Ich spreche Intel nicht frei, aber es interessiert auch 90% der Käufer nicht, wie Böse Intel ist. AMD gewinnt auch nicht im Prozessormarkt , weil sie lieber erscheinen.  
 Intel wurde allerdings kaum bestraft. Die haben mal gar nichts verloren.  
 Es ist nur wirklich schön das jetzt auch bei Media-Saturn AMD Prozessoren verkauft werden.
 Ohne den Rechtsstreit hätte AMD vielleicht auch gar nicht AVX bekommen, oder die kleinen SSE Befehlserweiterungen.
 Es ist doch mal schön zu sehen , dass es richtig spannend wird.


----------



## NZHALKO (20. März 2011)

Solche Lobbyhinterzogenen Gründe haben in verbindung mit dem unglaublich schlechtem Preis Leistungverhältnis von Intel bei mir schon seit langem den Hebel auf AMD umgelegt.


----------



## PCGH_Marc (20. März 2011)

Bitte, lasst doch den Quatsch. "unglaublich schlechtem Preis Leistungverhältnis von Intel" ... das ist einfach Unfug³.


----------



## Jan565 (20. März 2011)

Für mich ist es ein Kaufgrund AMD zu nehmen, wie eine Firma Marketing führt. Intel wurde zu einer kleiner Strafe von 1,06Mrd Euro verklagt wegen nicht zu lässigen Verträgen. In meinen Augen ist Intel einfach eine Firma die sich durch andere Bereichern lässt, schließlich kommt von den Meisten Entwicklungen im Prozessoren Bereich, dass wenigste von Intel. Wie z.B. die NB im Prozessor, FSB abschaffen, Speichercontroller, x64 usw. sind alles Entwicklungen von AMD, die Intel einige Jahre später selbst benutzt.

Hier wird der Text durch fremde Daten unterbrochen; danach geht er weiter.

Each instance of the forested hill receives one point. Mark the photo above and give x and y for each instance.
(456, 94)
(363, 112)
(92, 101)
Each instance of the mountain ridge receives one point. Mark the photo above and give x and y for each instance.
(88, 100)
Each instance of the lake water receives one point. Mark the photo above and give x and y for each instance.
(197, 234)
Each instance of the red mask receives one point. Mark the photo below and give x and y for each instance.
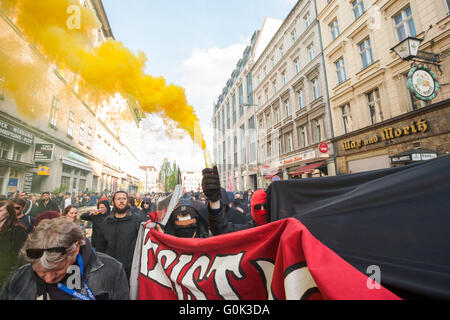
(260, 216)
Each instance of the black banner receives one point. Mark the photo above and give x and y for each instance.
(397, 219)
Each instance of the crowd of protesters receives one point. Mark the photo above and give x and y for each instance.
(42, 239)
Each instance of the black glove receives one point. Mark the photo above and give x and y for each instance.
(211, 184)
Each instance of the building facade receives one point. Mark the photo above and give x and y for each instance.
(291, 101)
(52, 140)
(234, 143)
(378, 121)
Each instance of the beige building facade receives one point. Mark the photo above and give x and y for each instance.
(50, 137)
(376, 118)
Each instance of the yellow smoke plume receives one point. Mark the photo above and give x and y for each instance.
(102, 71)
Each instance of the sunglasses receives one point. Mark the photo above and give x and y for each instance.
(259, 206)
(37, 253)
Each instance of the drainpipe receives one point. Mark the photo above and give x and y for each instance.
(326, 86)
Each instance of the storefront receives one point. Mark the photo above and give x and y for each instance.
(418, 135)
(16, 145)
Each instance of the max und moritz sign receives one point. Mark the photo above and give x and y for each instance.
(415, 127)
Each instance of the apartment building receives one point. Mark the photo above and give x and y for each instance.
(294, 135)
(50, 138)
(233, 117)
(378, 121)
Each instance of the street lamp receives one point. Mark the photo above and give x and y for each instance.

Und sowas unterstütze ich nicht. 



Locuza schrieb:


> Ohne den Rechtsstreit hätte AMD vielleicht auch gar nicht AVX bekommen, oder die kleinen SSE Befehlserweiterungen.


 
Diese Erfindung stammt von AMD und nicht von Intel. AMD arbeitete erst am SSE5, als die Wind davon bekommen haben, Intel kopiert es, nennt es nur um, hat AMD sich dazu entschlossen den Befehlssatz zu nehmen, da ein eigener von AMD eh keinen Erfolg hat, da Intel einfach mehr Einfluss hat.


----------



## quantenslipstream (20. März 2011)

NZHALKO schrieb:


> Solche Lobbyhinterzogenen Gründe haben in verbindung mit dem unglaublich schlechtem Preis Leistungverhältnis von Intel bei mir schon seit langem den Hebel auf AMD umgelegt.


 
Wenn du rein nach Preis pro Frame redest, dann sieht Intel sehr gut darin aus, das Problem ist halt, dass man die 60% Vorsprung halt nicht merkt, aber das ist eine andere Geschichte.


----------



## PCGH_Marc (20. März 2011)

Wieso sollte man +60% nicht merken?


----------



## MehmetB (20. März 2011)

Locuza schrieb:


> aber es interessiert auch 90% der Käufer nicht, wie Böse Intel ist


 
Schon, nur meiner Meinung nach _sollte_ das anders sein bzw. man sollte sowas sehr wohl berücksichtigen, um solchen Machenschaften eben eine klare Absage zu erteilen.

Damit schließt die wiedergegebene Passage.